Thursday, February 5, 2015

The "Thank You" Wave

Driving is insane in Jamaica, but they have a code.  Two short honks equates to a display of gratitude, and a single extended honk signals fury.  The longer the honk, the longer the obscenity.

I'm starting to support this horn system here in America because so few people do the "thank you" wave anymore anyway.  But maybe that's for the best.


Yesterday morning, I was nearing the finish line of a 5-mile drive from my house to the Park and Ride.  I was in the middle lane and had to take a right turn soon, so I signaled and changed lanes seamlessly before shortly glancing back in my rearview mirror as I did my patented thumb-1-2-finger "thank you" wave.

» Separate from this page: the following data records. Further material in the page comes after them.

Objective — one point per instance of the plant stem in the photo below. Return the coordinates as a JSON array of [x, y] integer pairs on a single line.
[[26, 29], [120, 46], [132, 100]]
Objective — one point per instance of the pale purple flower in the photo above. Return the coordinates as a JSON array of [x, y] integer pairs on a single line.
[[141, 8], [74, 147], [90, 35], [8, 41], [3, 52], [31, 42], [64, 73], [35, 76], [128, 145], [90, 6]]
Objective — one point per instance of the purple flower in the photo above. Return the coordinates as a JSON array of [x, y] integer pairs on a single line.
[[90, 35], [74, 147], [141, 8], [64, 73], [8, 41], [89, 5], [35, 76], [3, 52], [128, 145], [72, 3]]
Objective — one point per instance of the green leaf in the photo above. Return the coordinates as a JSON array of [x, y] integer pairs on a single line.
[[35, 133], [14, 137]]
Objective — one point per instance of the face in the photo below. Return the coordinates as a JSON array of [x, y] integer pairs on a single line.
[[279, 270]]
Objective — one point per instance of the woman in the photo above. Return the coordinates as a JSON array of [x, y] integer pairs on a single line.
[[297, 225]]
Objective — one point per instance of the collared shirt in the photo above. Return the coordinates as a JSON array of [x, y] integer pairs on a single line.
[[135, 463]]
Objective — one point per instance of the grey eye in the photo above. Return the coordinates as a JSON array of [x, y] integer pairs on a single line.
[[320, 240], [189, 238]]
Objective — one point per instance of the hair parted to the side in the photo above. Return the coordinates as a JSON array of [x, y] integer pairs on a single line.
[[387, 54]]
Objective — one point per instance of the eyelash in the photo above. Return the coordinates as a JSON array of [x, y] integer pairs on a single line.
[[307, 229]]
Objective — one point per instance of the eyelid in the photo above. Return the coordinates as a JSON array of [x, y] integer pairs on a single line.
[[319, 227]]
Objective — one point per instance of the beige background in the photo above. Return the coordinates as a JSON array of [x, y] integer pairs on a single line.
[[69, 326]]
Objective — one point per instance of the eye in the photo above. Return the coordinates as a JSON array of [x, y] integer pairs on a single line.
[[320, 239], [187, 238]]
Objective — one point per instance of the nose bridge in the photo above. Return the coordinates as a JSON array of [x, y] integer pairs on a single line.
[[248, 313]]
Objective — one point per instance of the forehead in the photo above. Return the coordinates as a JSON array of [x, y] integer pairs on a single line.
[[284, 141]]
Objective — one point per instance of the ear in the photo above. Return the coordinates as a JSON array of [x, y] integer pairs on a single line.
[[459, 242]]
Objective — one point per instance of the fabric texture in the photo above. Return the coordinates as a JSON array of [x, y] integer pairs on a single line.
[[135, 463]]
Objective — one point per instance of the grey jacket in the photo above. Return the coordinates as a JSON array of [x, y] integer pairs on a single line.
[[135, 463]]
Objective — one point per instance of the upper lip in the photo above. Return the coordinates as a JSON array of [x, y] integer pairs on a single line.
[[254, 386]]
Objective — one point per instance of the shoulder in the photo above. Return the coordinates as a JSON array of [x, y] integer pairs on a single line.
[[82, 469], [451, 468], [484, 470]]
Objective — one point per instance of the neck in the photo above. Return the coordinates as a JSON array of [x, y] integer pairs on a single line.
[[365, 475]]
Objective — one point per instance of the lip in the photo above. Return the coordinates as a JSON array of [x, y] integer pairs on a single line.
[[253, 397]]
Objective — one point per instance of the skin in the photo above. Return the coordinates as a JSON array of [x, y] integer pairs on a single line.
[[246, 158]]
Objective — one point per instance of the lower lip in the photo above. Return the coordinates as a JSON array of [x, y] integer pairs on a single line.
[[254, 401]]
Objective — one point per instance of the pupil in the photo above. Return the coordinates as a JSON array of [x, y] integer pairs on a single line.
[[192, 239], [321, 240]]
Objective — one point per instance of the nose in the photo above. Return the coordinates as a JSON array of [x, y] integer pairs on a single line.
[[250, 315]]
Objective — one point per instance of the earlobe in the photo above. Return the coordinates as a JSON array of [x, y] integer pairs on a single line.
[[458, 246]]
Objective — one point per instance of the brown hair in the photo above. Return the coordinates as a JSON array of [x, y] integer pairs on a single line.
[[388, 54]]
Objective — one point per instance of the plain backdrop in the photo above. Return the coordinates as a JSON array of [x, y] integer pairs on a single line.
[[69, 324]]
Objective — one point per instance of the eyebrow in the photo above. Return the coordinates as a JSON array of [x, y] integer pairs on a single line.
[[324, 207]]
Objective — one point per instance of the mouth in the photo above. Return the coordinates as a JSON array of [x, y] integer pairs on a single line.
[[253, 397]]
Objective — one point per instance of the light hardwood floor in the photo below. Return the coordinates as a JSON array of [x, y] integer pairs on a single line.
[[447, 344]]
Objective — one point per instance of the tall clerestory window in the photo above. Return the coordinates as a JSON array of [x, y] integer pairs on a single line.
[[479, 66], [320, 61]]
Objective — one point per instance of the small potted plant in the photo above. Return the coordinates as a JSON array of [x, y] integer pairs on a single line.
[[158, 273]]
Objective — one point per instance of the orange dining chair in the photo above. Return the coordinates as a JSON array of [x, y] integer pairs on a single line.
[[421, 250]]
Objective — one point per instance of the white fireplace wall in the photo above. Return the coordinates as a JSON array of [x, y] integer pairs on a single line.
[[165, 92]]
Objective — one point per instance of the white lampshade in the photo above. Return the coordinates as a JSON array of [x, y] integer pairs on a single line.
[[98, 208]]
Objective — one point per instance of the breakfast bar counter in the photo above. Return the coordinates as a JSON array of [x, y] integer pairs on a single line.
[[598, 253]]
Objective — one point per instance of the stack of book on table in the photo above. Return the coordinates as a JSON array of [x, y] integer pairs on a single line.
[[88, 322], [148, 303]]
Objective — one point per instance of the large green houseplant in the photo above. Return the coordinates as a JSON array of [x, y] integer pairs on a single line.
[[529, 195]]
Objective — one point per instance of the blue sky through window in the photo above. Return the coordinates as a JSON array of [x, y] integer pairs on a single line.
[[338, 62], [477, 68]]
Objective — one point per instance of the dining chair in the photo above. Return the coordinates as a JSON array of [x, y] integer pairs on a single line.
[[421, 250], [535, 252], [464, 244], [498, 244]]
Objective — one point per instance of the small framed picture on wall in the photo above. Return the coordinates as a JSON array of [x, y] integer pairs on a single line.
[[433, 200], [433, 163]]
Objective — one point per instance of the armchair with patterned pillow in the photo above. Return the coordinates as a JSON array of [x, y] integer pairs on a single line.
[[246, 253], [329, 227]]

All I saw next were the heavy brake lights of the two cars in front of me, and while I slammed the brakes, the short distance and the wet pavement proved an unfortunate combination.  It turned out to be a three-car accident, with me being on the tail end.

The driver of the first car got out, looked at her car, saw little to no damage, and assured the driver of the second car that all was well and fine, and drove off.

The drive of the second car got out, looked at his car, saw little to no damage, and assured the driver of the third car (me) that all was well and fine, and drove off.

The driver of the third car got out, looked at his car, and was deeply saddened by the damage.

Thank God that nobody got hurt and I'll only have to pay my car insurance deductible to fix up my own car, but I still can't bear the sight of my beat-up car in the garage.  But I guess as I always tell people at the craps table: "It's just money!"